Carvalho has criticized his opponent’s endorsement by the BPPA while touting his own experience as ADA and his work with the city’s Gun Task Force, as well as on legislation to eliminate mandatory minimum sentences, create special prosecution for police officers involved in killings and create victim relief funds.
“I know how to work with law enforcement. I know that particularly in our community, we want police, but we also want police that are from the community, police that are trained to treat us with respect and respond to the needs of the community,” Carvalho said. “But I also saw a lot of things that we need to improve in the police space and criminal justice system.”
The two candidates agree that implementing recommendations made by Boston’s Police Reform Task Force will be crucial to any progress in law enforcement-civilian relations, one of which is negotiating a new police contract. For Worrell the union endorsement can be seen as an in to negotiating, while to Carvalho it signals an allegiance to a flawed organization.
“This is one example that clearly my opponent is on the wrong side of the issue here, aligned with the police unions,” Carvalho said. “And hopefully, as we continue to go into the final, the people of the District 4 will see this.”
Equity and immigrant empowerment
The common thread throughout Worrell’s campaign has been using economic empowerment to create equity among the residents of District 4. That’s reflected in his focus on education and workforce development.
Worrell wants to create “pipelines between workforce development programs and private institutions [that] will place our community in industries of the future such as healthcare, IT, renewable energy and trades.”
“I’ve always used small business as my tool to invest into people and to invest into our community, to educate our community and to show up for our community,” he said. “It’s about empowering the community and educating the community on how to make City Hall and your elected government work for you.”
Carvalho has stressed creating an open line of communication City Hall to ensure access to city resources but has also made empowering immigrants a strong part of his platform.
An immigrant himself from Cape Verde, he wants to bring equity into the neighborhood by pushing for non-citizen residents to be able to vote, and to have access to more city assistance. He stressed during his interview with the Banner that having such a large part of the district be disenfranchised is unacceptable.
“I know those experiences. I know what it is to try to navigate and go to school as a teenager and try to figure out how to learn the language at the same time, having to go to a doctor’s appointment and try and translate to your mother who doesn’t speak English,” he said. “I will fight to ensure that Boston is a welcoming city to all.”
On to the finish line
Both campaigns say they are not slowing down until they cross the November finish line, and each continues to embrace endorsements and community support. Worrell, with Caribbean roots, continues to accept support from Caribbean community groups in addition to his support by the police union. Just this week, he notably received an endorsement from incumbent Andrea Campbell.

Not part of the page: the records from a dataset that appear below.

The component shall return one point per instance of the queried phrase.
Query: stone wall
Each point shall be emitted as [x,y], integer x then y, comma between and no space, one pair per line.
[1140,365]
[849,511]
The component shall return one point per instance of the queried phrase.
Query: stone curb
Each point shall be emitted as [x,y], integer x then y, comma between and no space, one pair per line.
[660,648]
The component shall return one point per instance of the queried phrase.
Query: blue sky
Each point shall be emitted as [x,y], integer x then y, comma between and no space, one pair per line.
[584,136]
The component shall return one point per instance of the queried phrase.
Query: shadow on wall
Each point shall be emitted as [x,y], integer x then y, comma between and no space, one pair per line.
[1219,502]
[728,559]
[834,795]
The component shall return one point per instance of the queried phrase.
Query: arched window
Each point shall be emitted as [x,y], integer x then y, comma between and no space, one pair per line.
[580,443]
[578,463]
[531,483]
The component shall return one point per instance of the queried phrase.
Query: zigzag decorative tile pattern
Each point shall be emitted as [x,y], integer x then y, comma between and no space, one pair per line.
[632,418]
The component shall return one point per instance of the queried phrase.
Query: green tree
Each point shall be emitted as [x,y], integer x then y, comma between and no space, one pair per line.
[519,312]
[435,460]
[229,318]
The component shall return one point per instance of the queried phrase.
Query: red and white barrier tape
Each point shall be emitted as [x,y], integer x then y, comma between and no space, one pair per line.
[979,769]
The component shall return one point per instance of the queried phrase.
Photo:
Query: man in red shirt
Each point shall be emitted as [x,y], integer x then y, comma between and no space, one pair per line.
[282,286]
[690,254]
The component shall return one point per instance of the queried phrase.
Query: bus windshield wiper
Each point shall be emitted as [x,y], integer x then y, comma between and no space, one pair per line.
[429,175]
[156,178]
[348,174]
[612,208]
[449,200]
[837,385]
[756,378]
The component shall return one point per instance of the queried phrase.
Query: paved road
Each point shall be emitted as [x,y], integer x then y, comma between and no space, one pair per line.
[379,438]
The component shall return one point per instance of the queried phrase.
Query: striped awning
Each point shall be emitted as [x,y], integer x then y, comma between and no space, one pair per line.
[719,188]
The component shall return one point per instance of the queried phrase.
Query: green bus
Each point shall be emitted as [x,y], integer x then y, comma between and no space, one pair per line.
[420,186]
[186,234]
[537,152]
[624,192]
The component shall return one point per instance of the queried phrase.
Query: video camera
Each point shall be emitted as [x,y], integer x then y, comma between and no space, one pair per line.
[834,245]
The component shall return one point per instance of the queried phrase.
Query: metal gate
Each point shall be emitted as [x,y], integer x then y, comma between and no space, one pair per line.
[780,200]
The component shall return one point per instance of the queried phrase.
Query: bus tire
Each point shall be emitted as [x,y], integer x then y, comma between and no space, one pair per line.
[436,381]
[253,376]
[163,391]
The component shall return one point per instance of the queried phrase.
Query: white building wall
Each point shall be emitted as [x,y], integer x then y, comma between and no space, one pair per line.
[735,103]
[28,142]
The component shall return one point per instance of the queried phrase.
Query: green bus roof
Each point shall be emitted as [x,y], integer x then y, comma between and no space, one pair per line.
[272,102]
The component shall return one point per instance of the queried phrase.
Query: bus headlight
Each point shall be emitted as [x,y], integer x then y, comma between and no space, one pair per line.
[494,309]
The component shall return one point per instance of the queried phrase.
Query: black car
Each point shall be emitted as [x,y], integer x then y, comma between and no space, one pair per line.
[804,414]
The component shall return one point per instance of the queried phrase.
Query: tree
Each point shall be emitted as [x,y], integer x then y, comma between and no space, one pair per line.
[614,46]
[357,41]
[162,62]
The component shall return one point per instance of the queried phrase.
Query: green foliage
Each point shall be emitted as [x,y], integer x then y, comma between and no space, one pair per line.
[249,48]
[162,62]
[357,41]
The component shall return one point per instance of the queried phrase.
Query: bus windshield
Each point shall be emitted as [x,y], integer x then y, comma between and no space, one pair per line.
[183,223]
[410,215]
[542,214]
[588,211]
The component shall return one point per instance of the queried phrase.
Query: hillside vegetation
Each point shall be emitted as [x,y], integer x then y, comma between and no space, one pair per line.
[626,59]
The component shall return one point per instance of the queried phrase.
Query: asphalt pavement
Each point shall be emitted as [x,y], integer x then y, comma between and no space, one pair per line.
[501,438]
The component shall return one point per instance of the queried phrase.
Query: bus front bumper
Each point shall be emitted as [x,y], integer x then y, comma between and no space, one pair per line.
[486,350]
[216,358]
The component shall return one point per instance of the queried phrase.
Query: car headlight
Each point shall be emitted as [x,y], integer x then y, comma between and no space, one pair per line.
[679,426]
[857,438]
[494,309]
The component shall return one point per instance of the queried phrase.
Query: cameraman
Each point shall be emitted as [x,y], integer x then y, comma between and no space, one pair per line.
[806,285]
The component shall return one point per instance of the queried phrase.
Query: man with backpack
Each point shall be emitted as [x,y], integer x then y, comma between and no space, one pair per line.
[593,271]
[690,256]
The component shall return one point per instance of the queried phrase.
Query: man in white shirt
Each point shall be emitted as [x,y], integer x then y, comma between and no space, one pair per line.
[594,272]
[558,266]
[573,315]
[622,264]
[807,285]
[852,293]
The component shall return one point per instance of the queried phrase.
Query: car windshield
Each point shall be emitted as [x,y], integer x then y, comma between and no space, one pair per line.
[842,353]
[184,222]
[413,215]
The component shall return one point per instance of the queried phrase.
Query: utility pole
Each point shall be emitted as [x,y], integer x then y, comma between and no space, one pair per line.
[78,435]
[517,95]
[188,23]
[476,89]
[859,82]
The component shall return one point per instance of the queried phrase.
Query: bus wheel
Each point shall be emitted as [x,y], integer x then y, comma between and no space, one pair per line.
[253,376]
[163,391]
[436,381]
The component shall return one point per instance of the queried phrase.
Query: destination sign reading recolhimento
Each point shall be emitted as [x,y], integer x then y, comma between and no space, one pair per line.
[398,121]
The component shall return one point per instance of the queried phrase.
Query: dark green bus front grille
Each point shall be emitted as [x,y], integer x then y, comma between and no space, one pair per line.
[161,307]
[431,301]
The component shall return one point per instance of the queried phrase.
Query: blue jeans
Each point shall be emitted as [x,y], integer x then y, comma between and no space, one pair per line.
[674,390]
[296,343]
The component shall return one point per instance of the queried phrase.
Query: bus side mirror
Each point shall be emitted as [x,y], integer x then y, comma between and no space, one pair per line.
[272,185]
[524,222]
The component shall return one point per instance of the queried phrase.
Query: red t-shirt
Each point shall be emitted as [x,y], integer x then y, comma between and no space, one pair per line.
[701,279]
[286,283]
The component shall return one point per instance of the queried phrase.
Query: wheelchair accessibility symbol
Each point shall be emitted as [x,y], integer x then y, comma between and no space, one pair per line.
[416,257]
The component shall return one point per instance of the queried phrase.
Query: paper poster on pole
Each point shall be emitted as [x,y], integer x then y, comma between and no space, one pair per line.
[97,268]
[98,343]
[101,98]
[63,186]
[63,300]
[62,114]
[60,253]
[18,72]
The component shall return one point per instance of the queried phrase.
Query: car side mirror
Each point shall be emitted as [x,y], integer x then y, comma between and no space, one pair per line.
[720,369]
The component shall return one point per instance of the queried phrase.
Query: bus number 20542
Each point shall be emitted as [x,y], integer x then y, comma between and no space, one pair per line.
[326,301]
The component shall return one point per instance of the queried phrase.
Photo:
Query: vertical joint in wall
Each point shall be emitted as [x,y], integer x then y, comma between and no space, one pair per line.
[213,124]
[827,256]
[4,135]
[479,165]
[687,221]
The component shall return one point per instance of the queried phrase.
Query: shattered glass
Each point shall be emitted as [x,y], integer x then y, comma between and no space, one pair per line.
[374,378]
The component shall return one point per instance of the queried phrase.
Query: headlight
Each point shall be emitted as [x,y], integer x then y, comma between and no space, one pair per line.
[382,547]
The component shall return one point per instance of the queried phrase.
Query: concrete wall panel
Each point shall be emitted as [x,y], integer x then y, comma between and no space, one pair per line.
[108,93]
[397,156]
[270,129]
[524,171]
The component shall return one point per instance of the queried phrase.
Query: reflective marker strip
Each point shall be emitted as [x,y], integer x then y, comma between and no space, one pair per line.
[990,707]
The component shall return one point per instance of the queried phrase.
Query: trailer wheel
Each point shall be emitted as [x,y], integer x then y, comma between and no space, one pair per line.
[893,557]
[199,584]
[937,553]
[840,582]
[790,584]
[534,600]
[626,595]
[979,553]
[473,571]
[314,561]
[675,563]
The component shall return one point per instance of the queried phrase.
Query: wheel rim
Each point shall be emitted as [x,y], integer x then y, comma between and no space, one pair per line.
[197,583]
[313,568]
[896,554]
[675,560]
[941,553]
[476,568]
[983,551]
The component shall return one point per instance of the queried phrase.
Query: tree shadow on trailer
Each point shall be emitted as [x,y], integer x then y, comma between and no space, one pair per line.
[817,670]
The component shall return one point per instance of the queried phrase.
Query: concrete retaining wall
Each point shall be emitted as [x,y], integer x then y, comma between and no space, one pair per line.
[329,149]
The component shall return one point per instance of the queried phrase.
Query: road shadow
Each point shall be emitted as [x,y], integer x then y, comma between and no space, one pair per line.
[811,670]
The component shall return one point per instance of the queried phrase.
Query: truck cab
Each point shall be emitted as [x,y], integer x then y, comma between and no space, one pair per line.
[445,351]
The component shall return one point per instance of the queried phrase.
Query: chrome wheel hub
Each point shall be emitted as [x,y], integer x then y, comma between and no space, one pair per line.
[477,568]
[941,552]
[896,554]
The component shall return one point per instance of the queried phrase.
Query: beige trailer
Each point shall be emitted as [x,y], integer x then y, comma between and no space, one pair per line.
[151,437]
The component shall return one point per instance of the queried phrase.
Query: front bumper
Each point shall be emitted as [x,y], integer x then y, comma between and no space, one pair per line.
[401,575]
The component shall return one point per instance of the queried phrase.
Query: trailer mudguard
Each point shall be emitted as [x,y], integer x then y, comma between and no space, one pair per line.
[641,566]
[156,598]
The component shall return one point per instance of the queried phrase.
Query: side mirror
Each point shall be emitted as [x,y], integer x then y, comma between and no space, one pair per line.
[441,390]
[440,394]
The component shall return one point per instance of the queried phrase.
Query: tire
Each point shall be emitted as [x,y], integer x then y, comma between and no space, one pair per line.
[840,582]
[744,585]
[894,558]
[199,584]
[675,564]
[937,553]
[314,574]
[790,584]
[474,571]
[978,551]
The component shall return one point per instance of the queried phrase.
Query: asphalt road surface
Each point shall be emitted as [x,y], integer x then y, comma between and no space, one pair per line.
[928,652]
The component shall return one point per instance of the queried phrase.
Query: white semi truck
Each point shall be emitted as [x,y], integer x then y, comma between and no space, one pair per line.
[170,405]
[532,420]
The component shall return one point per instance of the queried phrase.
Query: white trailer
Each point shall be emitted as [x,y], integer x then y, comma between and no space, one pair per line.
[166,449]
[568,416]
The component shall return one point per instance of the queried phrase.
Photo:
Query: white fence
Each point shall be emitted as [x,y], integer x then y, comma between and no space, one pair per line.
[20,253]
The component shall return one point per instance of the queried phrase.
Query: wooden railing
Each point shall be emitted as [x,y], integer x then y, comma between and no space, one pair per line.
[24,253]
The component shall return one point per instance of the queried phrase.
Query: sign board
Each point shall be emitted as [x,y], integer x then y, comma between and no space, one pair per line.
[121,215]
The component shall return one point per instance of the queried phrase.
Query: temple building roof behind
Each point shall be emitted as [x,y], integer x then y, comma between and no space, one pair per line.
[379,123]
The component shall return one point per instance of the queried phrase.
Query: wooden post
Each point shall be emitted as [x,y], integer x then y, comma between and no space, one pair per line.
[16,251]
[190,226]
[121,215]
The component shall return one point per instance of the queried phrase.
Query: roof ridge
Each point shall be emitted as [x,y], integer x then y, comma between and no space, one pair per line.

Carvalho has racked up several labor union endorsements as well as endorsements from elected officials such as Councilor Ricardo Arroyo, state Rep. Liz Miranda, Suffolk County Register of Probate Felix Arroyo and Suffolk County Sheriff Steve Tompkins.
Whether their campaign strategies have paid off will become clear on Tuesday, Nov. 2, when voters cast their final ballots. Polls will be open from 7 a.m. to 8 p.m. on Election Day, and early voting will begin Saturday, Oct. 23 and last through Friday, Oct. 29. The last day to apply for a mail-in ballot is Wednesday, Oct. 27.